Many of Agard's published writings are children's verse collections or stories. His vocal rhythms, combined with an affinity for word play, puns, and jokes, are appealing to children of all ages. Agard's stories are sometimes retellings or revisions of folk tales and are enlivened by his own sense of the comic and his appreciation for the absurd. His poems concern the elements of everyday life common to children everywhere, made unique by the poet's tendency toward Caribbean dialect and whimsical humor. Agard often writes of Anancy, the trickster spider of folk tradition, and Agard himself has been likened to a trickster of the spoken word.
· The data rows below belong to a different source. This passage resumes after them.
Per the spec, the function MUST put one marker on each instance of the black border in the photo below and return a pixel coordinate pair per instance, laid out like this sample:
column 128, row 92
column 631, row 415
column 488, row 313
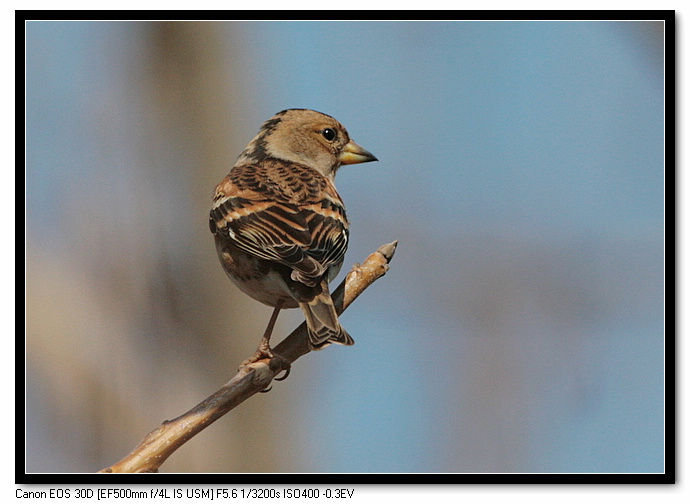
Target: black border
column 267, row 479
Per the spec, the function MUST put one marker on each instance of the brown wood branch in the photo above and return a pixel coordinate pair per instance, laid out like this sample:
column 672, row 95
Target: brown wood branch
column 159, row 444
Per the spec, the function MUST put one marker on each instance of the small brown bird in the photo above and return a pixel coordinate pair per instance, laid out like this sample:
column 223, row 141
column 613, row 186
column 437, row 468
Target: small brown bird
column 279, row 224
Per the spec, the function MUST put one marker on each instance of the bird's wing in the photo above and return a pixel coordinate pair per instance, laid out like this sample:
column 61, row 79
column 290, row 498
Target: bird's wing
column 259, row 217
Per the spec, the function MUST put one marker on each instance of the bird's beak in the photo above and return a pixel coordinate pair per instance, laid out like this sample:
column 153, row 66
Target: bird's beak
column 353, row 153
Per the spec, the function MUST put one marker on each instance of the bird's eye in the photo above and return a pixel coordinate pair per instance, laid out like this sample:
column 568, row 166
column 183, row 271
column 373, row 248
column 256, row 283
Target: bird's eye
column 329, row 134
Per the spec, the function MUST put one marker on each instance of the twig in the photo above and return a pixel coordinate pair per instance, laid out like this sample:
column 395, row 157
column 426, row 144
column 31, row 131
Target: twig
column 159, row 444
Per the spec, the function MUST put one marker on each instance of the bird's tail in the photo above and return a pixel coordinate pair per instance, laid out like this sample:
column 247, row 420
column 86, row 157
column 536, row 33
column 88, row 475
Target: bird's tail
column 322, row 322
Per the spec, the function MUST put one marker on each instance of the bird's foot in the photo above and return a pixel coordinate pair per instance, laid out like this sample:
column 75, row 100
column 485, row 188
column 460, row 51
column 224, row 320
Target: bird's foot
column 276, row 362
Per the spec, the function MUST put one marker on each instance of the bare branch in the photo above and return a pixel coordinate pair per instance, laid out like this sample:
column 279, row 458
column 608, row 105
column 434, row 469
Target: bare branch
column 159, row 444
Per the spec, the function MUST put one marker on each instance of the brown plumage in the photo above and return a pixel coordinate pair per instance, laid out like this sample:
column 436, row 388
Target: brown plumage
column 279, row 224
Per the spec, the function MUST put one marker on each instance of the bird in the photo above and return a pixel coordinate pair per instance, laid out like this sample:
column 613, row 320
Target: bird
column 279, row 224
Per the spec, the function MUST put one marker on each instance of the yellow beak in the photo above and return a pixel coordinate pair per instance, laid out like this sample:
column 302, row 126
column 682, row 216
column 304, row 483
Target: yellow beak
column 353, row 153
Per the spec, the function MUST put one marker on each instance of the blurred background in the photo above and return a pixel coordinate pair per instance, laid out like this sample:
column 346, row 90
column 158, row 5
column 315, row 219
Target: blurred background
column 520, row 328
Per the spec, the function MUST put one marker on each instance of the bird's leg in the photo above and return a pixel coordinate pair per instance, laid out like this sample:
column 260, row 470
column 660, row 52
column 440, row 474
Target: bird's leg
column 264, row 350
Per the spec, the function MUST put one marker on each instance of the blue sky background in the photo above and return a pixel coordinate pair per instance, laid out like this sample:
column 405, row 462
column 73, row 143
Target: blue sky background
column 521, row 326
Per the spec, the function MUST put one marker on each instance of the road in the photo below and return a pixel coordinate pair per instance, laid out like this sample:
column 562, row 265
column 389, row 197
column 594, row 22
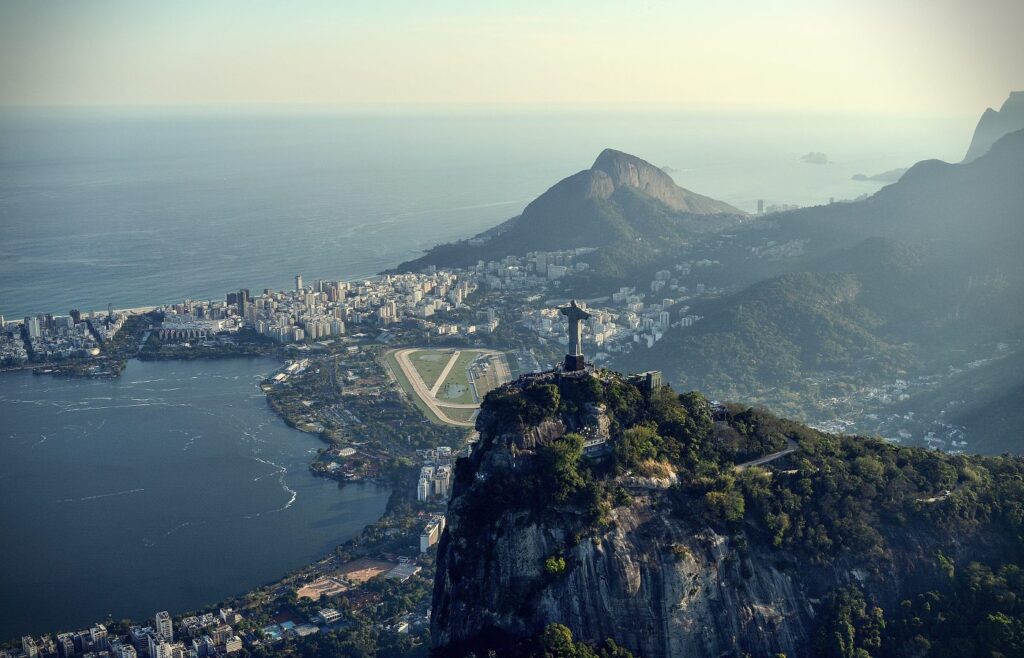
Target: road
column 790, row 449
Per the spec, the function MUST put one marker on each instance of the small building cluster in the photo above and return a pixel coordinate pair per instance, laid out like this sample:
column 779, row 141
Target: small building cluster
column 431, row 532
column 209, row 635
column 435, row 474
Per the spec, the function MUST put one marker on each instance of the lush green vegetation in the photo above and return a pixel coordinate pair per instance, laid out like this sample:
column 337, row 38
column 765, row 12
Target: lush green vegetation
column 833, row 500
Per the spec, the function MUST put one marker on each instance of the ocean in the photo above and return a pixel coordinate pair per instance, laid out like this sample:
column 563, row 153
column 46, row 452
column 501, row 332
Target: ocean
column 136, row 208
column 175, row 486
column 172, row 487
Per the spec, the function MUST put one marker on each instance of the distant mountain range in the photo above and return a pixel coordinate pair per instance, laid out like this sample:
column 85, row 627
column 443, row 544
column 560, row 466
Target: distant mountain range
column 995, row 124
column 927, row 268
column 926, row 271
column 621, row 199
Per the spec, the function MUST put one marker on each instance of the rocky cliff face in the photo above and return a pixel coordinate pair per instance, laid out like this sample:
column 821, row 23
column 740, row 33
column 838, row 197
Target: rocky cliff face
column 994, row 124
column 624, row 170
column 652, row 579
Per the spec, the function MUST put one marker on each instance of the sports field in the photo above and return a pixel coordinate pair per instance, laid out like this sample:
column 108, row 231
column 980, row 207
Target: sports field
column 448, row 385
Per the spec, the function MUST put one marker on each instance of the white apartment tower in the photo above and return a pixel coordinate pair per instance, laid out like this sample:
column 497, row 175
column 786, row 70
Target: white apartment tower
column 164, row 626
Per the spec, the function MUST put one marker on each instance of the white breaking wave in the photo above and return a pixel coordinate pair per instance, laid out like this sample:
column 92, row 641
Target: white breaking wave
column 100, row 495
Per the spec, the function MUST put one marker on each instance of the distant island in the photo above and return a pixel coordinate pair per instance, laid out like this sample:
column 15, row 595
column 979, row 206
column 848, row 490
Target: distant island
column 890, row 176
column 814, row 158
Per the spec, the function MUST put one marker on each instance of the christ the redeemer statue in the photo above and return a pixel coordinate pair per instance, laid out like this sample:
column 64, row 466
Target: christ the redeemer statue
column 576, row 314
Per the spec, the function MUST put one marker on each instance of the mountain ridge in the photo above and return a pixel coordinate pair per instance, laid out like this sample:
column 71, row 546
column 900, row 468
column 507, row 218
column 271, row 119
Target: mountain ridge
column 994, row 124
column 670, row 542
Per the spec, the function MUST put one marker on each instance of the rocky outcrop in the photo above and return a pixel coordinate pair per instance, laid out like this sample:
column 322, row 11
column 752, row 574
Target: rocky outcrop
column 653, row 579
column 994, row 124
column 624, row 170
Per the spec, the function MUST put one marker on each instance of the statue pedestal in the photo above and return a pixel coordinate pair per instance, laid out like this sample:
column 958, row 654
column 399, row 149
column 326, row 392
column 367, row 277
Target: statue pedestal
column 573, row 363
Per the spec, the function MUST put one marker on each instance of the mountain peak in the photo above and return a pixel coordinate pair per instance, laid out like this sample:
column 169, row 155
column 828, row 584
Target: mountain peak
column 626, row 170
column 994, row 124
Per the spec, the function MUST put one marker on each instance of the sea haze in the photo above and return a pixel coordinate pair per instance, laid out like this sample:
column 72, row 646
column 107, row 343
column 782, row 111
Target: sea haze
column 170, row 488
column 134, row 209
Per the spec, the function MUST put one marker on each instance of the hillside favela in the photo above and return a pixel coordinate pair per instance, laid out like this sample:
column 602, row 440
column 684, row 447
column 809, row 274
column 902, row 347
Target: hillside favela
column 511, row 330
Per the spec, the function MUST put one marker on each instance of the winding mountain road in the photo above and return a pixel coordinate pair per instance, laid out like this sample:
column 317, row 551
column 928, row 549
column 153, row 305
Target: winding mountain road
column 790, row 448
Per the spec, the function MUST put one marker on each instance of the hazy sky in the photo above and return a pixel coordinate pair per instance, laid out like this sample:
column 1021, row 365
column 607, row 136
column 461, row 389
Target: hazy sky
column 892, row 56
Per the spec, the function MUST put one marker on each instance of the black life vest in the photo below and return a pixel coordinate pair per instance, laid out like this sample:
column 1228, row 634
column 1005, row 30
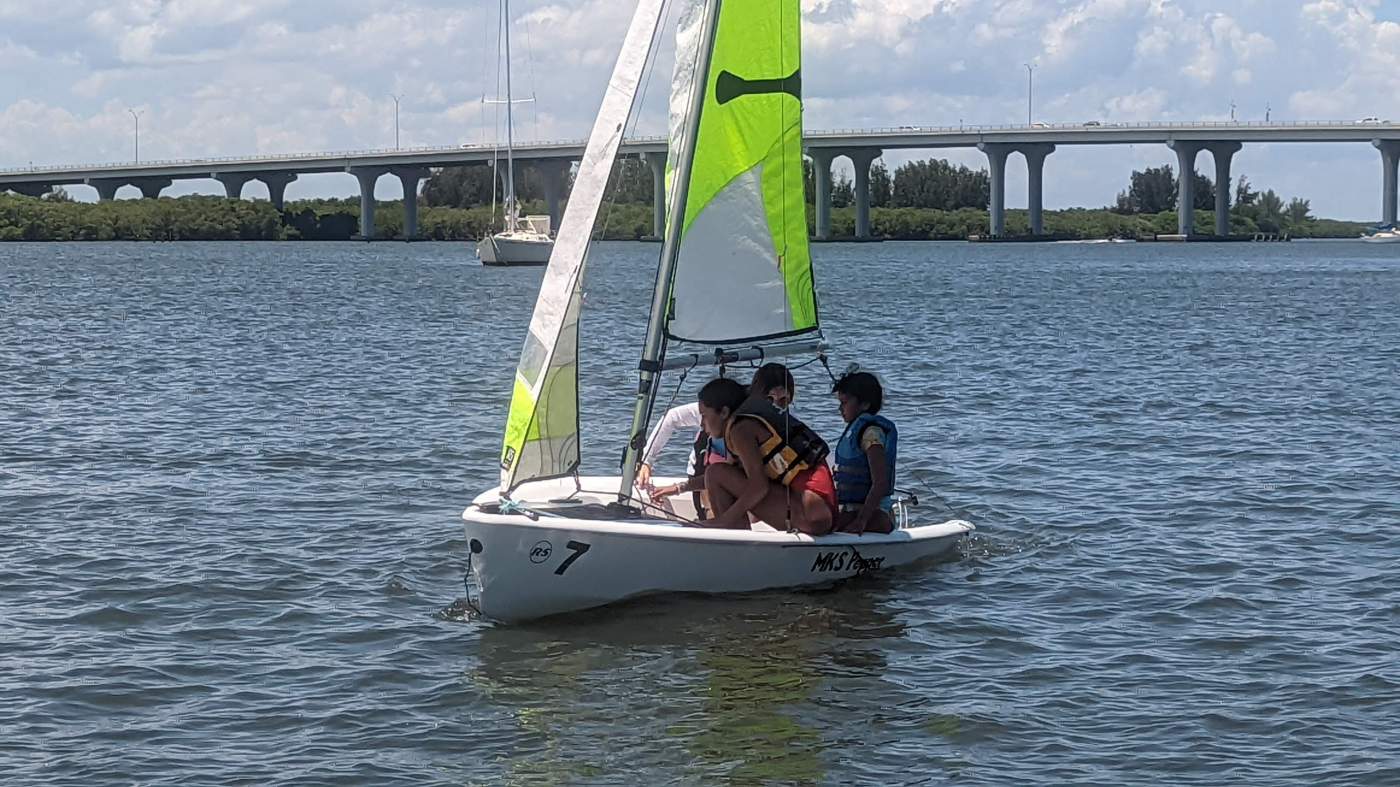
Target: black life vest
column 790, row 446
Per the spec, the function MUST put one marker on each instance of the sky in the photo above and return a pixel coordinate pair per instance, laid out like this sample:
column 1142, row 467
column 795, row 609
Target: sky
column 230, row 77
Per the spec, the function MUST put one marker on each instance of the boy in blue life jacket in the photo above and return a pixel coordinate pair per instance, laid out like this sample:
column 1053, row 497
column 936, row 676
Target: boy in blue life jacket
column 865, row 457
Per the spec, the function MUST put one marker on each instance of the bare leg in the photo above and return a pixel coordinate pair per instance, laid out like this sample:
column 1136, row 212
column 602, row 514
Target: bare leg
column 723, row 483
column 804, row 511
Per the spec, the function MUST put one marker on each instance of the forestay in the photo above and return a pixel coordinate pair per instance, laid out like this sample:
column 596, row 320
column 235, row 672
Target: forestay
column 542, row 427
column 744, row 269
For beginning readers Agard created The Calypso Alphabet, a book full to the brim with exotic new words and concepts embedded in the musical ambience of Caribbean idiom and illustrated by Jennifer Brent with colors, people, and landscapes which epitomize life in the West Indies. I Din Do Nuttin and Other Poems retains the idiomatic flavor of Agard's verse, while his rhymes describe the ordinary events and people common to all children. Agard's poems also demonstrate his talent for seeing the adult world through the eyes of a child, according to Robert Protherough in the St. James Guide to Children's Writers, and reveal Agard's cleverness at what Protherough described as the "lively turning upside-down of conventional phrases," a device that can be as thought-provoking as it is amusing. Another collection, Grandfather's Old Bruk-a-down Car, explores the relationships between people and the objects they hold dear. Wherever they live, children know someone who would not feel complete without a special object, whether it is a car, a violin, or even a body part. Laughter Is an Egg contains rhymes and riddles for the young reader who welcomes the challenge of a mystery. Solving some of the riddles and untangling the word plays may not be as easy as one might think.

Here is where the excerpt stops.